Introduction

This document clarifies what a “marginal model” means in the context of hierarchical (mixed) models, with special attention to spatio-temporal random effects. We distinguish between:

  1. Marginalizing (integrating out) random effects from a hierarchical specification.

  2. Marginal models as population-averaged models (Generalized Estimating Equations, GEE).


1. Spatio-Temporal Model

We start with a hierarchical specification:

Data Level :

\[ Y_t \mid w_t \sim N(\mu_t, \sigma^2 I) \tag{1} \]

Process Level:

\[ w_t \sim N(0, \sigma_w^2 S_w) \tag{2} \]

where \(S_w\) is a spatio-temporal correlation matrix.

Marginalizing (Integrating Out) \(w_t\)

To obtain the marginal model for \(Y_t\), we integrate out the random effects \(w_t\):

\[ \begin{aligned} \text{Var}(Y_t) &= \text{Var}(E[Y_t \mid w_t]) + E[\text{Var}(Y_t \mid w_t)] \\ &= \text{Var}(\mu_t + w_t) + E[\sigma^2 I] \\ &= \sigma_w^2 S_w + \sigma^2 I \end{aligned} \]

Resulting Marginal Model:

\[ Y_t \sim N(\mu_t, \sigma^2 I + \sigma_w^2 S_w) \]

So, the spatio-temporal random effect \(w_t\) has been integrated out.

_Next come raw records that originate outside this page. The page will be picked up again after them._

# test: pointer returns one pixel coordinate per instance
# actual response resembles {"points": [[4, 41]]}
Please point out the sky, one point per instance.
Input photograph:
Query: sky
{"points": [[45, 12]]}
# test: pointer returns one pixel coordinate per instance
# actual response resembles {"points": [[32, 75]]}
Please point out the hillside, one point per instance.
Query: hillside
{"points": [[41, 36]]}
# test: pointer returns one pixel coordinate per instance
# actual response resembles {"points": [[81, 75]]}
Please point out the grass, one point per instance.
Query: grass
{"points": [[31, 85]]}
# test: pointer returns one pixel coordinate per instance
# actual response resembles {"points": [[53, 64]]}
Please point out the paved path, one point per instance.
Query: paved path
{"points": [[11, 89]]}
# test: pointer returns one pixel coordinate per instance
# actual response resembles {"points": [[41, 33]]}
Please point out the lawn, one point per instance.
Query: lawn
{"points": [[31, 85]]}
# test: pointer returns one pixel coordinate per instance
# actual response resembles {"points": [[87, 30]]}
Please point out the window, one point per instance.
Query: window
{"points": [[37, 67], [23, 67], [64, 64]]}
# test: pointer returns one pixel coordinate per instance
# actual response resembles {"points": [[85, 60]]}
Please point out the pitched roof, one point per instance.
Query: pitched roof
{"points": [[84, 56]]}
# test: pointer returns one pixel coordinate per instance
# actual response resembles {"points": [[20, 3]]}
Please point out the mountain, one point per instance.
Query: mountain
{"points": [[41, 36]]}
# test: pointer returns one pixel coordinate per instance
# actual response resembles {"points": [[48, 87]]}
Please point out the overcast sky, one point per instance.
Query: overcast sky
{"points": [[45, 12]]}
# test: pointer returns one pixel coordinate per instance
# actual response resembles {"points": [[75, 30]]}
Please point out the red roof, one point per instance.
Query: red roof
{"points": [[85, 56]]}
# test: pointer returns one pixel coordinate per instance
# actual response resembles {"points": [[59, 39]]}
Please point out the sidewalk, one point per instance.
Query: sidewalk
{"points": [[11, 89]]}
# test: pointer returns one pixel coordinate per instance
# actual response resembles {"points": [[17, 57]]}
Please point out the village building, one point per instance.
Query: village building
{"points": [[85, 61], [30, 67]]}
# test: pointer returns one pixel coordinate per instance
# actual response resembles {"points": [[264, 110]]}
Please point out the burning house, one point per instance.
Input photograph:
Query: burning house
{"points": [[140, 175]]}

The marginal covariance now has two parts:

  • Nugget (\(\sigma^2 I\)): measurement error or micro-scale variation
  • Spatio-temporal dependence (\(\sigma_w^2 S_w\)): from the latent process

2. Other Types of Marginal Models

The term “marginal model” can mean different things depending on context.

Type A: Marginal over Random Effects

This is common in hierarchical or linear mixed models (LMMs).

  • Approach: Start with conditional model \(E[Y \mid \text{random effects}]\), then integrate out the random effects
  • Result: Marginal likelihood \(L(\beta, \theta; Y)\) where \(\theta\) are variance parameters
  • Software: lme4, brms, INLA, spTimer

Example (Non-spatial, longitudinal):

Conditional: \[ Y_{ij} \mid b_i \sim N(\mu + b_i, \sigma^2), \quad b_i \sim N(0, \tau^2) \]

Marginal: \[ Y_{ij} \sim N(\mu, \sigma^2 + \tau^2) \] with compound symmetry covariance.


Type B: Population-Averaged Models (GEE)

From Generalized Estimating Equations (Liang & Zeger, 1986).

  • Goal: Directly model marginal mean \(E[Y_{ij}]\) and a “working” correlation matrix
  • No integration — no random effects are ever introduced
  • Inference: Robust sandwich estimator protects against misspecified correlation
Feature Your LMM Marginal GEE (Population-Averaged)
Random effects integrated out? Yes N/A (none exist)
Interpretation of \(\beta\) Same as conditional for linear models Strictly population-average
Likelihood-based? Yes (REML/ML) No (quasi-likelihood)
Handles missing data? Requires MAR + correct likelihood Requires MAR + robust

3. Crucial Caveat: Linear vs. Non-Linear Models

For Linear Models (Gaussian)

The conditional and marginal means are identical:

\[ E[Y] = X\beta \quad \text{(both)} \]

Only the covariance structure differs.

For Non-Linear Models (Logistic, Poisson)

This is NOT true. Example with logistic GLMM:

Conditional: \[ \text{logit}(E[Y_{ij} \mid b_i]) = X\beta + b_i \]

Marginal (integrated): \[ E[Y_{ij}] = \int \text{logit}^{-1}(X\beta + b) \, p(b) \, db \neq \text{logit}^{-1}(X\beta) \]

🔴 Marginal effect sizes are attenuated toward zero compared to conditional effects. This is a well-known phenomenon in non-linear mixed models.


Summary

Question Answer
In spatio-temporal LMM, does “marginal model” mean random effects are integrated out? Yes\(Y_t \sim N(\mu_t, \sigma^2 I + \sigma_w^2 S_w)\) results from integrating out \(w_t\)
Does “marginal model” always mean that? No — GEEs have no random effects to integrate out
For non-Gaussian data, does integration change only covariance? No — the mean structure also changes (attenuation)

When you read “marginal model,” ask:

  • Is it marginal over random effects from a hierarchical specification? (Likelihood-based)
  • Or is it a population-averaged model using GEE? (No random effects, robust inference)

The equations (1)-(2) represent a classic LMM marginal model (Type A).